Originally trained as a painter, I am drawn to action painting and the spontaneity of Abstract Expressionism, especially that of de Kooning and Pollock. For many years I have been exploring how to get beyond the canvas — what appears as a snapshot of energy — to a format where the energy lives on, evoking mystery and wonder in the viewing experience. I have found that rendering the expressionistic immediacy of brushwork as gestural lines, embedded deep inside optically clear glass, can produce an image that is both tactile and transient; dynamic yet contemplative.

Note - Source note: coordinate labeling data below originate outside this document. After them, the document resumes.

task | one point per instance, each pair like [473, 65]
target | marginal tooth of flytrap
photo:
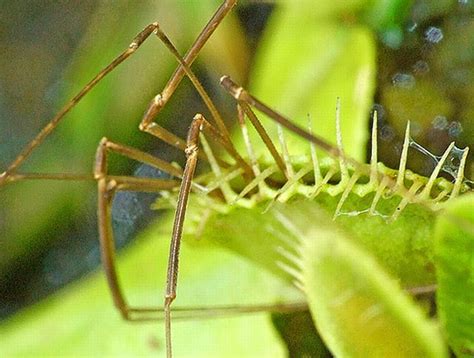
[344, 171]
[378, 195]
[256, 181]
[228, 193]
[285, 189]
[374, 149]
[403, 158]
[314, 157]
[317, 189]
[425, 194]
[286, 156]
[248, 146]
[406, 200]
[460, 176]
[340, 146]
[345, 194]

Currently I ‘paint’ with liquid glass. I work consciously with the fluid nature of the material and processes, so that patterns hot sculpted by hand, later stretch, soften and open in the kiln (under the influence of gravity and heat, while casting). In designing and making the final forms, I play with internal reflections so that the composition inside the piece changes from every view. Working in sync with materials in this way — sometimes leading, sometimes stepping back — is what makes this work fresh, energetic and dynamic.
The work provokes curiosity. It displays a simplicity of physical form, but reveals a complex weave of vibrant, transitory images within.
I am a kinaesthetic thinker, I think through movement, so my work is inspired by the way I move through the landscape. Much of my inspiration comes from being physically active and what I see in these moments of extraordinary beauty and of quiet reflection, where nothing is in view apart from rolling hills and expansive skies. These places are mostly in the remote parts of Scotland, at the top of mountains in the Scottish Highlands.... but I've also been inspired by Icelandic glaciers; the narly, volcanic rock of Fuerteventura; rugged cliffs along the west coast of Ireland; turbulent sea in St Andrews, Scotland; and rolling hills in the English Lake District.
Early in my life I was a classical violinist. The way that music takes shape over time - how the melody forms an image in our mind several bars into the piece - still influences how I think and create today. I design for interaction, making compositions that unfold in time.
The painting assumes the format of a 'movie' of our personal experience of moving around and improvising with the piece.
The Scottish Gallery, Edinburgh described the work as 'happy making'. Some say the interactive nature of the work is 'magic'.